Critica della neutralità del denaro

La neutralità della teoria della moneta ha attirato critiche da alcuni ambienti. Molti importanti economisti rifiutano il concetto nel breve e nel lungo periodo, inclusi John Maynard Keynes, Ludwig von Mises e Paul Davidson. Anche la scuola post-keynesiana e econometrici suggeriscono che le variazioni dell’offerta di moneta influenzano i prezzi relativi per lunghi periodi di tempo.

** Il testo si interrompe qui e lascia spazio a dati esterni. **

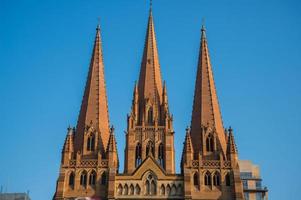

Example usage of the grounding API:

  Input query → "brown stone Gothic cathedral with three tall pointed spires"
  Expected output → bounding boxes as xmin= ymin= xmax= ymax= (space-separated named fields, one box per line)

xmin=53 ymin=6 xmax=244 ymax=200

L’argomento principale afferma che all’aumentare dell’offerta di moneta, il valore del denaro diminuisce. Alla fine, man mano che l’aumento dell’offerta di moneta si diffonde in tutta l’economia, i prezzi di beni e servizi aumenteranno per raggiungere un punto di equilibrio contrastando l’aumento dell’offerta di moneta.

I critici sostengono anche che un aumento dell’offerta di moneta influisce sul consumo e sulla produzione. Poiché un aumento dell’offerta di moneta fa aumentare i prezzi, questo aumento di prezzo altera il modo in cui gli individui e le imprese interagiscono con l’economia.